Miguel Núñez Mercado
Reportero

La literatura está recuperando muchas de esas historias que no quieren desaparecer en el tiempo como lo han hecho los trenes. Hay textos impregnados de la nostalgia ferroviaria. El que se lleva las palmas es el desaparecido “Longino”. El Tren Longitudinal al Norte parece que goza de muy buen salud en la memoria de muchos. La Calera es, siempre, el inicio de ese viaje que no quiere dejar de transitar por los sesos.

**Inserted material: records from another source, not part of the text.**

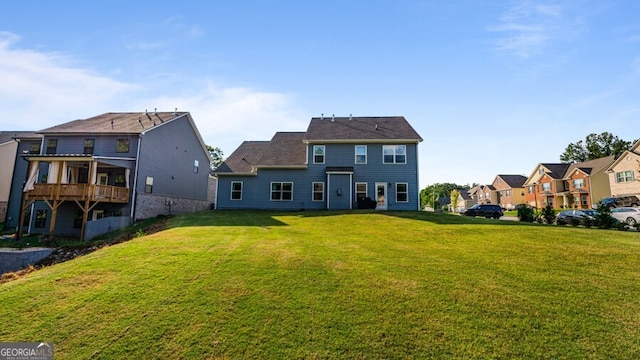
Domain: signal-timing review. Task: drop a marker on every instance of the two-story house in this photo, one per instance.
(510, 190)
(624, 172)
(338, 163)
(12, 144)
(579, 185)
(99, 174)
(544, 184)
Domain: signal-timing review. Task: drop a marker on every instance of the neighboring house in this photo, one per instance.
(465, 201)
(487, 194)
(95, 175)
(624, 173)
(544, 183)
(13, 143)
(587, 183)
(510, 190)
(579, 185)
(338, 163)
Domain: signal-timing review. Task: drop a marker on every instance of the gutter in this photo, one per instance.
(132, 216)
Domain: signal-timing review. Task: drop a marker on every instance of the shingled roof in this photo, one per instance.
(353, 129)
(115, 123)
(6, 136)
(514, 181)
(285, 149)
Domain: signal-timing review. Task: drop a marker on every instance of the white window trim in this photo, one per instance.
(282, 183)
(394, 154)
(366, 189)
(324, 154)
(355, 156)
(313, 192)
(407, 192)
(232, 191)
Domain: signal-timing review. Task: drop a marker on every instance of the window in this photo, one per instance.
(122, 145)
(34, 148)
(88, 146)
(361, 154)
(624, 176)
(318, 191)
(281, 191)
(148, 185)
(402, 194)
(361, 190)
(120, 180)
(318, 154)
(52, 146)
(394, 154)
(236, 190)
(41, 218)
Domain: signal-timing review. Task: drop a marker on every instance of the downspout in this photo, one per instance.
(135, 181)
(418, 176)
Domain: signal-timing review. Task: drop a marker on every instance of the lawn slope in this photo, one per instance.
(338, 285)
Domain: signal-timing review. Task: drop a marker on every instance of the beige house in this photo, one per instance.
(510, 190)
(624, 173)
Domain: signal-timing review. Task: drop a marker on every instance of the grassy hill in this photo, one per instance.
(338, 285)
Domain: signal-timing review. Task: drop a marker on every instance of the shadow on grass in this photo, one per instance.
(268, 218)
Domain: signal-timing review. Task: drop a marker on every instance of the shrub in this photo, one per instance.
(525, 213)
(604, 220)
(549, 214)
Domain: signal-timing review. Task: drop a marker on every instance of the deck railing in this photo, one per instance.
(80, 192)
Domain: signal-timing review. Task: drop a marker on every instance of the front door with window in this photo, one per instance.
(381, 196)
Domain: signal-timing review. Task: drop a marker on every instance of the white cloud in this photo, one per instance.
(41, 89)
(44, 89)
(227, 116)
(527, 27)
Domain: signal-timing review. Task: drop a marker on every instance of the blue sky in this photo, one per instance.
(493, 87)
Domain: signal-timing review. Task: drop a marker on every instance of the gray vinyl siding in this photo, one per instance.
(256, 189)
(104, 145)
(167, 154)
(17, 184)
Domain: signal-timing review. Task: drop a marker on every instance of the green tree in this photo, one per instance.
(454, 199)
(594, 146)
(432, 194)
(216, 157)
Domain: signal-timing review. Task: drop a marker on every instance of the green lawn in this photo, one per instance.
(361, 285)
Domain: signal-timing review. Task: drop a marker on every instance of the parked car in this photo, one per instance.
(630, 215)
(618, 201)
(486, 210)
(575, 216)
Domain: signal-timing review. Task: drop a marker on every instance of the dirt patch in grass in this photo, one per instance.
(63, 254)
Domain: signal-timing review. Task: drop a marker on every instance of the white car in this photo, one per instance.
(630, 215)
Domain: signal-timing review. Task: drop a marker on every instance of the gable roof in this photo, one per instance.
(353, 129)
(591, 166)
(115, 123)
(7, 136)
(243, 159)
(514, 181)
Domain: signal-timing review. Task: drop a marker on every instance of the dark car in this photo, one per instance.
(618, 201)
(486, 210)
(577, 217)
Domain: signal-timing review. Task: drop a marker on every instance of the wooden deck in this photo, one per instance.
(79, 192)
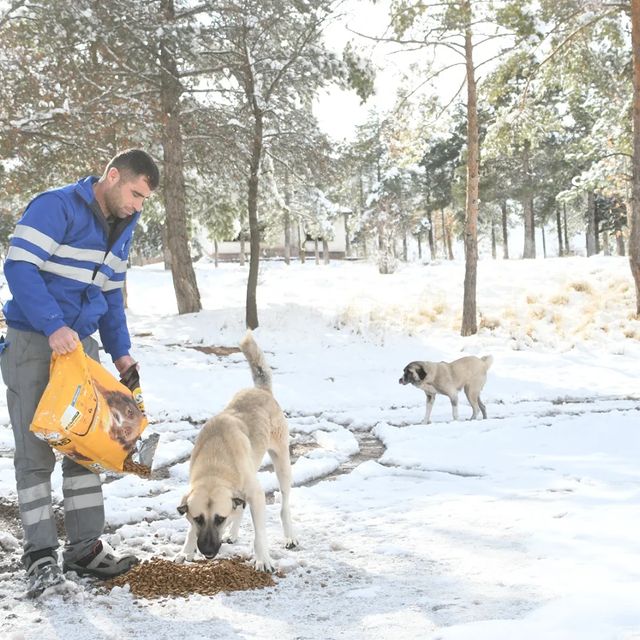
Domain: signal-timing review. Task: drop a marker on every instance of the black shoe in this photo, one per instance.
(101, 563)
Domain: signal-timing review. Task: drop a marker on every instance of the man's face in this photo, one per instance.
(125, 194)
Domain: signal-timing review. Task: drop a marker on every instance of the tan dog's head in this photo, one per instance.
(418, 372)
(208, 511)
(126, 417)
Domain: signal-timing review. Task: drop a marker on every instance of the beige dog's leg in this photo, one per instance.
(431, 398)
(189, 547)
(473, 395)
(454, 405)
(282, 467)
(260, 546)
(234, 529)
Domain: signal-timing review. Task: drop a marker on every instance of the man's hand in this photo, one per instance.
(123, 363)
(63, 340)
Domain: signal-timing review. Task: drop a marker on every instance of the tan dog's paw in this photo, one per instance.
(264, 565)
(181, 558)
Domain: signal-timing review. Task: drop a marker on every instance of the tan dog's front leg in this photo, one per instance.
(189, 547)
(262, 560)
(454, 405)
(431, 398)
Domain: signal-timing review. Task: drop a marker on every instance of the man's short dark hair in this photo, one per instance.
(136, 162)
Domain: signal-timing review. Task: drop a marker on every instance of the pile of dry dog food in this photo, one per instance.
(160, 578)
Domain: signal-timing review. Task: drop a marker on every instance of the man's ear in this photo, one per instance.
(183, 507)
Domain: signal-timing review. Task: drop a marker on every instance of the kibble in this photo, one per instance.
(129, 466)
(158, 577)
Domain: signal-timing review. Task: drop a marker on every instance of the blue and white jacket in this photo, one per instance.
(63, 269)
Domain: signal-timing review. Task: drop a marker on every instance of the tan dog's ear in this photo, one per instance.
(183, 507)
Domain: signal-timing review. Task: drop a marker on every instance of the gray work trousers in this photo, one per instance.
(25, 371)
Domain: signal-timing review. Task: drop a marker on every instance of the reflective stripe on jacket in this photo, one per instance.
(61, 271)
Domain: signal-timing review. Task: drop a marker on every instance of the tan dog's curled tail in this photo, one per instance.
(260, 370)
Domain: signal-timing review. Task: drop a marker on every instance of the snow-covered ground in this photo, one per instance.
(524, 525)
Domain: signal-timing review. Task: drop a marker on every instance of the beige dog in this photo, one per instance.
(447, 378)
(224, 464)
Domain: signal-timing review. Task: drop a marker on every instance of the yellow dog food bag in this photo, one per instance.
(89, 416)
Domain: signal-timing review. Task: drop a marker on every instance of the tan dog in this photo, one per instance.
(447, 378)
(224, 464)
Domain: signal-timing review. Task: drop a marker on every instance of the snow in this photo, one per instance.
(524, 525)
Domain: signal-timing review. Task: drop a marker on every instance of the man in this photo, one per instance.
(65, 268)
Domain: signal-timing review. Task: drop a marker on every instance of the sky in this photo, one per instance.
(523, 525)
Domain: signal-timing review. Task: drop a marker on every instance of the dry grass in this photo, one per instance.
(581, 287)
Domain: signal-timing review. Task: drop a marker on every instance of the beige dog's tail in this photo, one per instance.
(260, 370)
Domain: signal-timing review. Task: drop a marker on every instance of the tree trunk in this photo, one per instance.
(494, 253)
(505, 231)
(184, 278)
(166, 252)
(469, 314)
(620, 243)
(287, 219)
(287, 237)
(302, 244)
(347, 240)
(527, 206)
(254, 230)
(559, 229)
(591, 224)
(634, 235)
(325, 251)
(432, 244)
(449, 248)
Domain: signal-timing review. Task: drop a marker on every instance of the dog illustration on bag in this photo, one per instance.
(126, 420)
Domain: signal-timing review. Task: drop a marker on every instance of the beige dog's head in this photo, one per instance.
(208, 510)
(418, 372)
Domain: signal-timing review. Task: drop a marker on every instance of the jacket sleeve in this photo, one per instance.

Las metáforas que ha generado el ferrocarril son inagotables. Muchas tienen relación con la propia existencia humana, concebida como un viaje con sus estaciones y paradas, personas que se apean o suben a los vagones, un viaje que finaliza en un destino. “En el siglo XXI, el tercero ya de su existencia, y en contra de lo que presumían algunos agoreros, los trenes siguen siendo un medio de transporte económico, eficiente y popular. También, el más evocador y posiblemente el más literario”, escribió Julio Ortega Ilabaca en su libro “El maravilloso viaje del Longino”.

También, en su obra iniciática, “La Difícil Juventud”, el escritor Claudio Giaconi ubica a un par de jóvenes, que partieron desde La Calera, como protagonistas de uno de sus mágicos cuentos. El periodista Francisco Mouat recreó, desde su partida desde la estación de La Calera -aunque era sureño- los últimos días de vida de “El Empampado Riquelme”, quien murió seco en la pampa luego de bajarse del tren y emprender un viaje imposible por el desierto.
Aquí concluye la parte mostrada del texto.